As I grew older, my dad and I would still be together but our "going out sessions" were lessened. We had to tightened up our budget because I was up for college and my brother was already a graduating high school student.
Instead of going out, we'd spend our weekends glued in front of the TV, watching cable. At times, I do my siesta and he will still be beside me when I wake up, with merienda (or snacks)! During the days when I have to cram for an exam or finish a project and needed a lift home. My dad would patiently wait for my call or text to let him know that I am ready to go. No hassle of always asking, "where are you?"... "are you about to be finished?"... Instead he would patiently wait for me (isn't he the sweetest?).

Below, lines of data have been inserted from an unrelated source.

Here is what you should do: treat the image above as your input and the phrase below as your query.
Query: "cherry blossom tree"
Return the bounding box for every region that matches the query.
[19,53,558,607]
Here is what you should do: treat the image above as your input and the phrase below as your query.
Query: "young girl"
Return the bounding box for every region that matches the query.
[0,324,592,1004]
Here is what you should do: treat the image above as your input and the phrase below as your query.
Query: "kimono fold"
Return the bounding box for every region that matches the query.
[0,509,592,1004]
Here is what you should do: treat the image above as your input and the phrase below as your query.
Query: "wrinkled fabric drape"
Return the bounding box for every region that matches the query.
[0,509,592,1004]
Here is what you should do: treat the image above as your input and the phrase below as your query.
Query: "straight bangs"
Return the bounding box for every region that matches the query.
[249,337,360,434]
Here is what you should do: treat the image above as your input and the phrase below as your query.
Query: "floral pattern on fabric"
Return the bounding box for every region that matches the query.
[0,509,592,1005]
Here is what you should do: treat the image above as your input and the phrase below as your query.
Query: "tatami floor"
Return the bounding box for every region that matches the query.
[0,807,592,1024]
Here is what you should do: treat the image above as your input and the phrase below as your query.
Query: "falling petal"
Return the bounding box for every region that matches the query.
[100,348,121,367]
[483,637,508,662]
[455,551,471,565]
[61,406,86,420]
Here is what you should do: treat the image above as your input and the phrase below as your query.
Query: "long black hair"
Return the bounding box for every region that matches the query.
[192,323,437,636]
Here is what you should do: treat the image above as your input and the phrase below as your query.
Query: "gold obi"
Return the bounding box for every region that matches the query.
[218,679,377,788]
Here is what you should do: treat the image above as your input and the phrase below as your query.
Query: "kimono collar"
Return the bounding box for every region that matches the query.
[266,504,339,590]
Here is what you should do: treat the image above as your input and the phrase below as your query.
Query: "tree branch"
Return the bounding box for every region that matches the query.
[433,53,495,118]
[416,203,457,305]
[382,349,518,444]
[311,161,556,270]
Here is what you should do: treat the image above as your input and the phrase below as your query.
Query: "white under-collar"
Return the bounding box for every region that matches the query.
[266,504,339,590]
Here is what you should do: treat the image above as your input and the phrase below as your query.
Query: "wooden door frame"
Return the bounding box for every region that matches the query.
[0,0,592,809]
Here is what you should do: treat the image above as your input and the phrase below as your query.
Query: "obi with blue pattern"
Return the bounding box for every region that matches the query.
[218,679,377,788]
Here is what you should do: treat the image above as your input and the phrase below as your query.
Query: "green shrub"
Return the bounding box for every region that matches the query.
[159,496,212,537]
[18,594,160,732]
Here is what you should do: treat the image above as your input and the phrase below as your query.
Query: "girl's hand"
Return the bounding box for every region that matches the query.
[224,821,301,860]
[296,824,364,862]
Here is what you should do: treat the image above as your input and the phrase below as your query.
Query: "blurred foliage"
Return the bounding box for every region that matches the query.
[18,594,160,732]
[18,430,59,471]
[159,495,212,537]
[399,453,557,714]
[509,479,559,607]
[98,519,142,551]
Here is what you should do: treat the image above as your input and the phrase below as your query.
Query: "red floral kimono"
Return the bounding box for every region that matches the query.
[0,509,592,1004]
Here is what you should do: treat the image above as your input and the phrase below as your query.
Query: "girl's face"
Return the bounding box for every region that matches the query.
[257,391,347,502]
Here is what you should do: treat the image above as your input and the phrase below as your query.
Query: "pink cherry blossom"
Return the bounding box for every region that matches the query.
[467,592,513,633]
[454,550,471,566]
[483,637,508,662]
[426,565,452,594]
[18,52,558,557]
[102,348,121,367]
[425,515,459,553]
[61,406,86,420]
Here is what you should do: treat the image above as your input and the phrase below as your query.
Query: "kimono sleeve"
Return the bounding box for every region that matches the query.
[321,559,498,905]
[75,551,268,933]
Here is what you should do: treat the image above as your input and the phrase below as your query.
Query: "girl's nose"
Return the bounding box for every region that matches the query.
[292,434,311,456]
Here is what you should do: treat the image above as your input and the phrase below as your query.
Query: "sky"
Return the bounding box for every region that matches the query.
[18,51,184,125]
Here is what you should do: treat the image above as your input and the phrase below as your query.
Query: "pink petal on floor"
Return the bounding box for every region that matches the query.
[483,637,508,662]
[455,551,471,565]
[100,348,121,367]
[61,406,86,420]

Though I had 'special friends', my time with my dad is something I cannot trade.
It was non-negotiable.
My dad was always with me... When I had to get my passport to come to Dubai, he helped me processed my college credentials to take to Dubai with me, he and my mom would always pick me up from work most especially if they have heard on the radio that floods starting near my work place. He would always check up on me, my school, if I still have allowance, etc.
There's a long list of things that my dad and I loved doing.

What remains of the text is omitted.